A colleague at another university, which is contemplating a move to one of these four learning management systems, wanted to know the preferences from among this list of systems:

Here is my reply:

BYU was a huge Blackboard user for several years, before deciding to develop their own LMS

BYU was a huge Blackboard user for several years, before deciding to develop their own LMS (BYU Learning Suite). The decision to build one’s own system was not one that I supported, but given Blackboard’s exorbitant cost, I totally understood the motivation.

That said, in the lab I directed before retirement we implemented Moodle on a couple of projects. We have also worked with Canvas and even received an award a couple of years ago from Instructure for our implementation of LTI (Learning Tools Interoperability) with Ayamel.

Canvas and Moodle each have advantages. There is a large community of Moodle users, but we found certain functionality lacking. The fact that it is free is also a bit misleading, given that a particular shop is on its own for the system’s implementation. Yes, there is a community of users “out there” to help, but the system still requires an in-house support capability when technical issues arise.

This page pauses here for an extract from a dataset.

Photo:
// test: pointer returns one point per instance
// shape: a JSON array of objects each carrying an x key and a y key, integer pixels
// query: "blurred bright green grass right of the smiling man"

You have probably done your searching, but I just came across this piece that compares Blackboard, Canvas, and Moodle. Blackboard comes in third place, and Canvas edges out Moodle, but only very slightly.

To me the key factors lie with a concept a colleague and I wrote about here and labeled “tool and content malleability.” A key aspect of this is LTI a capability that both Canvas and Moodle have to some degree, Thus it all comes down to the level of technical support you can expect at your institution.